If you spend enough time reading business content online, you'll come away thinking your top priority is to be innovative, flashy, and stand out from the crowd. However, it's much more important to be safe, reliable, and trustworthy. These are qualities that will determine whether vendors or clients want to work with your company. Can you safely handle customer data? Can you ensure confidentiality?

If you run a SaaS or technology service company, SOC 2 is an excellent way to prove that you have robust data practices and organizational controls and take privacy and security seriously.

With the vast number of hacks and data breaches happening daily, more and more companies are looking to SOC 2 certification and compliance to safeguard their data. But before you can become SOC 2 certified, you need to know what SOC 2 is and how to become certified; that's what we're covering today.

What is SOC 2?

SOC 2 stands for System and Organization Controls for Service Organizations and is one of the most sought-after standards in security and compliance. It was designed by the American Institute of Certified Public Accountants (AICPA) specifically for service providers storing customer data in the cloud. This means that SOC 2 applies to any company that utilizes the cloud to store customer data, including almost all SaaS and technology services companies.

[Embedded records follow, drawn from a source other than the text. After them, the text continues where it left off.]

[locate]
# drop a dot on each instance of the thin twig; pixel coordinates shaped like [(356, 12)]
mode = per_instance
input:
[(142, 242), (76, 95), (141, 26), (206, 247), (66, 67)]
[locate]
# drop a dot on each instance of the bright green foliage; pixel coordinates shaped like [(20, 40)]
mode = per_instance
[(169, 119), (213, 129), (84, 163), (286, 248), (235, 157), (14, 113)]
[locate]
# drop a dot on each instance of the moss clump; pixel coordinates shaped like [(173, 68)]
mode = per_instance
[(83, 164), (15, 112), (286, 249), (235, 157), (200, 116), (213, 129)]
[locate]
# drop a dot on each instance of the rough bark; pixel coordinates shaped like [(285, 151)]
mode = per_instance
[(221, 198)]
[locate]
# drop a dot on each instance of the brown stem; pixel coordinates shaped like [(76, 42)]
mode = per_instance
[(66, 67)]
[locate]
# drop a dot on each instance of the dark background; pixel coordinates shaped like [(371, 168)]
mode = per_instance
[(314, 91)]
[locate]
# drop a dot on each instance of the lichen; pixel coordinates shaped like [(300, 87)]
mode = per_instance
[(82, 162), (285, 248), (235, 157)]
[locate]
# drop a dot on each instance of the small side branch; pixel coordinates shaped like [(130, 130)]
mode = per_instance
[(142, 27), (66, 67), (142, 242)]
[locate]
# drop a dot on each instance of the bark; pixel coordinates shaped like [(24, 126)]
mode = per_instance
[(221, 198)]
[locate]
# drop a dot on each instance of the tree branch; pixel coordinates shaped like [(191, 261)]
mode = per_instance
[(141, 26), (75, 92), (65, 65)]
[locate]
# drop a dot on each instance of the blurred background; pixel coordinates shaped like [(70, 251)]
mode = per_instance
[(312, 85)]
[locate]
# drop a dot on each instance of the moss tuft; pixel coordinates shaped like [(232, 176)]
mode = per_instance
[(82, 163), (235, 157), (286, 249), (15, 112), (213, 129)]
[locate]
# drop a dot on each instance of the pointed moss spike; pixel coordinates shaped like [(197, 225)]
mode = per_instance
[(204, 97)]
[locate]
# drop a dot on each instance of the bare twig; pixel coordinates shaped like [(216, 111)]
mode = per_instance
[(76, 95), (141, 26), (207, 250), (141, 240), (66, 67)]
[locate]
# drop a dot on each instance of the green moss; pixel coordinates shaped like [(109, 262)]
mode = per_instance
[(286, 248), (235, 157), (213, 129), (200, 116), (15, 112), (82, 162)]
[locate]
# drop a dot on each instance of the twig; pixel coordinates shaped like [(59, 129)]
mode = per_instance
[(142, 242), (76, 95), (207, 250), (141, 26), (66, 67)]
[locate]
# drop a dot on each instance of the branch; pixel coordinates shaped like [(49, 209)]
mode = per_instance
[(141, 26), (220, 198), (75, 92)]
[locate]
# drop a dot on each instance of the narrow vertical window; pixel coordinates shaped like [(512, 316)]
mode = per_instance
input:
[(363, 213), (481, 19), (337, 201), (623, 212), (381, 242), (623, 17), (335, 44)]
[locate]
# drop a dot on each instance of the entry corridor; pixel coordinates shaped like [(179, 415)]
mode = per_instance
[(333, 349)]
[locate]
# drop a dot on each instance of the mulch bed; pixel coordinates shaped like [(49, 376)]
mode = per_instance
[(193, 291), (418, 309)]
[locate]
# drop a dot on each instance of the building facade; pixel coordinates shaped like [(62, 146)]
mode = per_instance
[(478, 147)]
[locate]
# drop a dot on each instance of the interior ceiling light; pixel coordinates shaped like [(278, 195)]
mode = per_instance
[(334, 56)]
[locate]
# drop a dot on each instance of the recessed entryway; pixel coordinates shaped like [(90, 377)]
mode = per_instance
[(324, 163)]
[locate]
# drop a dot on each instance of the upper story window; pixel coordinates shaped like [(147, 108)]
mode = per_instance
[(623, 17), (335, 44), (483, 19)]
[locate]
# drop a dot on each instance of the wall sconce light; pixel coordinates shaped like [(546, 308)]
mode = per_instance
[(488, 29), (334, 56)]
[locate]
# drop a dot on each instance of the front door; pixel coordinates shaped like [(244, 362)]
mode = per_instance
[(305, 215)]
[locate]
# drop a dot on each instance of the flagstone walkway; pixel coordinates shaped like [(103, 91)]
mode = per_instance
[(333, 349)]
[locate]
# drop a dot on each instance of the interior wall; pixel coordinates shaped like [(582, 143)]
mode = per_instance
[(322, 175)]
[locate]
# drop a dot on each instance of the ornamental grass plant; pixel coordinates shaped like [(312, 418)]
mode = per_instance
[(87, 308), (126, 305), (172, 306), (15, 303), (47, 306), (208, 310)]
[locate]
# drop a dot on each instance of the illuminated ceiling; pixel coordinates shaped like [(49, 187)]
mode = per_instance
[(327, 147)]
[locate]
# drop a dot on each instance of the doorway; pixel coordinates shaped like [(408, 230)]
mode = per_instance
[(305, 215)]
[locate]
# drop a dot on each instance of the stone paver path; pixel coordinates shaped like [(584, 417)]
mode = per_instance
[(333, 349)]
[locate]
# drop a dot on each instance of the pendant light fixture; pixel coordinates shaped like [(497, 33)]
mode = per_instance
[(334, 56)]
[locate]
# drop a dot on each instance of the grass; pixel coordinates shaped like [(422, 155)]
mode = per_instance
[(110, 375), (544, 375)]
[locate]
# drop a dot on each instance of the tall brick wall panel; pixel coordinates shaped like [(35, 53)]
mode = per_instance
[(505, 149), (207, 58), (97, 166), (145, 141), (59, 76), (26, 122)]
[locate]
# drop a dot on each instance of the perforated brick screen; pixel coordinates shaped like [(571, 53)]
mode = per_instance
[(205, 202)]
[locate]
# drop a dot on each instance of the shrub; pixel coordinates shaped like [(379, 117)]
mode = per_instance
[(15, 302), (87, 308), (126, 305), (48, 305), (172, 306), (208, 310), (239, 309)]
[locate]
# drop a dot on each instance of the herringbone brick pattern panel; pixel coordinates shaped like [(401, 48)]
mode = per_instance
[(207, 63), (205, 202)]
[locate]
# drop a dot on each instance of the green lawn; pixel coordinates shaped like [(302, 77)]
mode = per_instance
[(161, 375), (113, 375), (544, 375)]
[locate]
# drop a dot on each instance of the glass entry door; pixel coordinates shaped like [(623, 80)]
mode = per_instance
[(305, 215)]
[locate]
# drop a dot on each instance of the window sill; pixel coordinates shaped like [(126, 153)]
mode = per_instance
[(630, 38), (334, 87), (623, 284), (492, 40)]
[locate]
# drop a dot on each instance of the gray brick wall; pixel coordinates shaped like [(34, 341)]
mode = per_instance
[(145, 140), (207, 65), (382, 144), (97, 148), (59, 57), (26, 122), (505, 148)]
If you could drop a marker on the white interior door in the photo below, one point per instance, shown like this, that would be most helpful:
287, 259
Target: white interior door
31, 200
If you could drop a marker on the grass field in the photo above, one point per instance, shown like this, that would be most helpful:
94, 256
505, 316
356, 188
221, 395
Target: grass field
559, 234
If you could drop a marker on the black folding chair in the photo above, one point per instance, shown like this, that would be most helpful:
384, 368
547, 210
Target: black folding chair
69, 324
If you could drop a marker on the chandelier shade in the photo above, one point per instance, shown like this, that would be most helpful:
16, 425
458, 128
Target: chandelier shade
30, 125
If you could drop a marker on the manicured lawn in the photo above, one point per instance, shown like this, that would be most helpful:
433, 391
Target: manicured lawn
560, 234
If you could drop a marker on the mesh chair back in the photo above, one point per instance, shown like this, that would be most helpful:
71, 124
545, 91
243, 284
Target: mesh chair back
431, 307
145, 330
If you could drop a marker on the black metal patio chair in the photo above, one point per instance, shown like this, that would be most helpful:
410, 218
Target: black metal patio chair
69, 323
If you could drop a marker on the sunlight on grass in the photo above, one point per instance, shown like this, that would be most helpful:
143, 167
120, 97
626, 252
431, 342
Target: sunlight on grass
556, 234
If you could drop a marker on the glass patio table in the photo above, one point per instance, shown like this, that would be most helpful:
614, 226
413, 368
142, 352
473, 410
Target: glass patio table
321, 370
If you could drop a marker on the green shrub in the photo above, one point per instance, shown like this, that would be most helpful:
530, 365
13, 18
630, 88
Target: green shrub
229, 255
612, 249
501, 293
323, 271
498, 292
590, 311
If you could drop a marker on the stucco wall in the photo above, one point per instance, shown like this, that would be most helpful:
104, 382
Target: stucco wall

SOC2 isn't a rigid list of controls, tools, or processes, but rather it defines criteria for managing customer data based on five "trust service principles":

  1. Security - Firewalls, security controls, device configurations, intrusion detection.
  2. Availability - Disaster recovery plan, recovery tests, documented continuity, performance monitoring, security incident handling.
  3. Confidentiality - Data subjects, privacy, protected information, access control.
  4. Processing Integrity - Payment transactions, process monitoring, quality assurance, accurate processing, error detection, and correction.
  5. Privacy - Encryption, sector privacy rules, personal information handling, access control, two-factor authentication.

It's important to note that technically there's no such thing as SOC 2 certification, but rather, a clean SOC 2 report is generally considered a certification. SOC 2 certification is essentially a technical audit.

How Do You Get SOC 2 Certified?

Here is your step-by-step guide to getting SOC 2 certified.

Step 1: Define Your Scope

First, you need to decide whether you need Type 1 or Type 2 certification.
  • Type 1 - Provides a snapshot of the privacy, security, and organizational controls at a particular point in time (when the audit is carried out). It assesses whether your organizational controls are sufficient in helping the company meet its goals.
  • Type 2 - Assesses the same organizational controls over a fixed period, typically one year.
Getting Type 2 certification takes much longer and is a more complex process, but it is the most comprehensive of the two. Most companies opt for Type 1 because it proves SOC 2 compliance and gives outside entities (clients/vendors) assurance that customer data is handled safely. However, companies wanting to take it a step further and distinguish themselves from the crowd should consider Type 2 since it sends a powerful message - that the company applies the best data security and control system practices. In addition, a Type 2 certification might allow companies to bag more lucrative contracts with more prominent organizations.

Step 2 - Contact Auditors and Build a Roadmap to Compliance

The next step is to find an experienced SOC 2 auditor. Once you've found the right auditor, you should build a roadmap to achieve SOC2 compliance. This will take some time (multiple weeks or even months). Once you've built your SOC 2 compliant processes, you need to follow them to the letter.

An essential part of this process is familiarizing yourself with the SOC 2 report structure:

  • System Description - A description of your entire system based on the description criteria and trust principles.
  • Management's Assertion - This is the assertion from high-ranking employees that your description and controls match the required criteria.
  • Opinion Letter - This is the auditor's opinion on whether you meet compliance standards. It's usually the first thing you see when you get your SOC 2 Report.
  • Other Information - Any additional information on controls.
  • Description of the Tests - Which tests were conducted to assess your controls and security measures.

Step 3 - The Formal Audit

After several months of tweaking your SOC 2 compliance, you'll be ready for the formal audit. As part of the process, you'll answer numerous questions about the security and confidentiality of your systems. It's also recommended that you submit evidence as proof that you follow the policies you outlined.

Step 4 - Going Forward and Re-Certification

You'll want to recertify regularly, for example, every year. For the periods between certification, you should continually monitor your controls to ensure they are functioning correctly and that your security measures scale as your organization grows.